The Samsung TV has a slot for a Kensington lock, but upon perusal of Google, could not find a specific Kensington lock designed for LCD TVs.

Thanks.
posted by kevinmeyers to Computers & Internet (5 answers total)
 
Best answer: In my experience, if a device says it has a Kensington slot, it will work with the plain old Kensington MicroSaver locks without a problem. The iMac will definitely work with one of those, so if your TV's slot looks similar, you're good to go.
posted by toddshot at 12:46 PM on February 2, 2006


Response by poster: Duh. Of course. Didn't realize there was a Kensington slot on my iMac. How easy.
posted by kevinmeyers at 1:24 PM on February 2, 2006


If you have a computer sitting there, you might want to consider hooking up a webcam and running some video capture software that only captures during motion. Then if things are stolen, you know who did it and when.

And don't forget the old chess piece behind the door trick... :-)

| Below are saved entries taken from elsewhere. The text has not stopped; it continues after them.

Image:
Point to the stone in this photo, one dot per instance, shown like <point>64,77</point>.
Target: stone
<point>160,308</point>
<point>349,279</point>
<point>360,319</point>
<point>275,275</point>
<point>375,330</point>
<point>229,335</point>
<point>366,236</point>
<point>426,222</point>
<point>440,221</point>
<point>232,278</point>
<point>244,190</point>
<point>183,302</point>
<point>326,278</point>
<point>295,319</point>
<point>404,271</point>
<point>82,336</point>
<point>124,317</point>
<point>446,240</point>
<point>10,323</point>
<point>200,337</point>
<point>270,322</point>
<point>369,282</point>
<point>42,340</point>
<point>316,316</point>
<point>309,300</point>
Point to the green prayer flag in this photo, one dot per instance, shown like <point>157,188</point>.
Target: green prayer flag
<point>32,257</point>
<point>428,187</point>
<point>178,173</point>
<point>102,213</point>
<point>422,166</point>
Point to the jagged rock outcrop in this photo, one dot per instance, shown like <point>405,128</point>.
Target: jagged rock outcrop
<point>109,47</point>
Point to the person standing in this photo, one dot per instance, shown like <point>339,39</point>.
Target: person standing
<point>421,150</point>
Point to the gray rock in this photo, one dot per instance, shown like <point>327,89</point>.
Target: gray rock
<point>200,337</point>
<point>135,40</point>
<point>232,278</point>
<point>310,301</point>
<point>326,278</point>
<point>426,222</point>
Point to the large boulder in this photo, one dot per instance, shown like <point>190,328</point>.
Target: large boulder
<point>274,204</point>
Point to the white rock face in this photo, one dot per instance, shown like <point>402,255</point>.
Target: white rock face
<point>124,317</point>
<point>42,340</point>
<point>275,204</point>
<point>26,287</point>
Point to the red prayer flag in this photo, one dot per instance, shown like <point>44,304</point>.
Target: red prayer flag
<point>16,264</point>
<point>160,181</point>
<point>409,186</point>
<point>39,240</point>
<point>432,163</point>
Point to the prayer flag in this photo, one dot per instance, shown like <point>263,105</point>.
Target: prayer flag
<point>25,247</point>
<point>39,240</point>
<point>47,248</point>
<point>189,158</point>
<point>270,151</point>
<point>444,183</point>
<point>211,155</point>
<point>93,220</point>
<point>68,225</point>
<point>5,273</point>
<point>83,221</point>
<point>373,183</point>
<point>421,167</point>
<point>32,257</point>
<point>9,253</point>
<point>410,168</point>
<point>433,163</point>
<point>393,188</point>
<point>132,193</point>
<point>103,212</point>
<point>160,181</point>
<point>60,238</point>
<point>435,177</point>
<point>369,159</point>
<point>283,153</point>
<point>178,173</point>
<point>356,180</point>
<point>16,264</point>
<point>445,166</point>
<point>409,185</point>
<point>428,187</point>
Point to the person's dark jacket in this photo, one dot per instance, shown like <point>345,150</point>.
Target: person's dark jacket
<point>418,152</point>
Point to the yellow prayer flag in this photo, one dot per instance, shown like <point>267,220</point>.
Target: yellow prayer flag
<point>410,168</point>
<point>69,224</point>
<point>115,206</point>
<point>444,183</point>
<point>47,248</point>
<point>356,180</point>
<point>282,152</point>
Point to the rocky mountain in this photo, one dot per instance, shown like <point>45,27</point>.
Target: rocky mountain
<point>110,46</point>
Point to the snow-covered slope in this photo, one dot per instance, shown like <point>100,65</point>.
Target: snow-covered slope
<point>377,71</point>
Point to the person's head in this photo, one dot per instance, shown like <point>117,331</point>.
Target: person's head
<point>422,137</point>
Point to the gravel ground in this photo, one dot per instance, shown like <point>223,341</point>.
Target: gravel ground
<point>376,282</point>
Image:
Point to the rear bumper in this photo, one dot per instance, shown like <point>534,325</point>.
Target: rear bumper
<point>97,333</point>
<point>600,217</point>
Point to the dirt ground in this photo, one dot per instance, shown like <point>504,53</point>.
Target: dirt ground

If you're in Cambridge, ON if you capture the landlord letting random people in the apartment, you can show the footage to the police, who will then let you change/install your own lock (I've known tenants who've done this).
posted by shepd at 2:10 PM on February 2, 2006


I disrecommend the Kensington combination locks which can be a bit 'forgetful'. Which means you have to try all 10,000 combinations before you can open them.

Doubly problematic, trying al 10,000 combinations doesn't take very long.
posted by beniamino at 5:17 PM on February 2, 2006


You maybe only interested in trivial security in which case those laptop security slot locks are OK. If you interested in real security for your systems something like Tryten locks are vastly more secure.